Il n'y a plus de travail, il n'y a plus d'effort, il n'y a que de la chance.

Amis lecteurs, c'est la saison : vous avez eu votre bac ? Félicitations. Mais je dois vous le dire, vous n'avez pas de mérite, vous avez eu la chance de tomber sur les bons sujets. Et puis, croyez en ma vieille expérience, le bac, c'est de plus en plus facile.
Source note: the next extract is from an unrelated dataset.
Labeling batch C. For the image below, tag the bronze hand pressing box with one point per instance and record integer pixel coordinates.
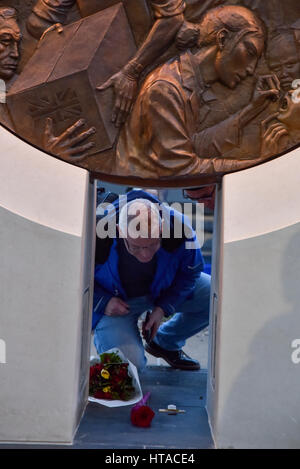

Vous trouvez ça injuste ? Vous avez raison. Je n'étais pas là quand vous travailliez votre examen. Je n'étais pas là dans les moments qui comptent véritablement, ceux qui expliquent votre succès. Je n'arrive qu'à la fin du tour, comme le spectateur hébété par le Prestige du magicien, totalement ignorant du mécanisme qui a mené à sa résolution victorieuse. Ceux qui parlent de chance et malchance sont ainsi : ahuris et impuissants devant ce mystère du succès qui les dépasse, et leur superstition les réconforte. Ce n'est pas nouveau, l'homme se sent jouet de la fortune et de l'infortune, depuis l'Antiquité. Si jamais un jour nous devions changer ces mentalités... bonne chance ?

2 comments

  1. Latche 10 juillet, 2016 at 21:05

    +1899 pour cette saillie envers Courbis et Anigo si prompts à minimiser les victoires de Deschamps, le premier parle même de « culture de la gagne de mes deux »…
    Cette histoire de chatte à Deschamps me gonfle prodigieusement.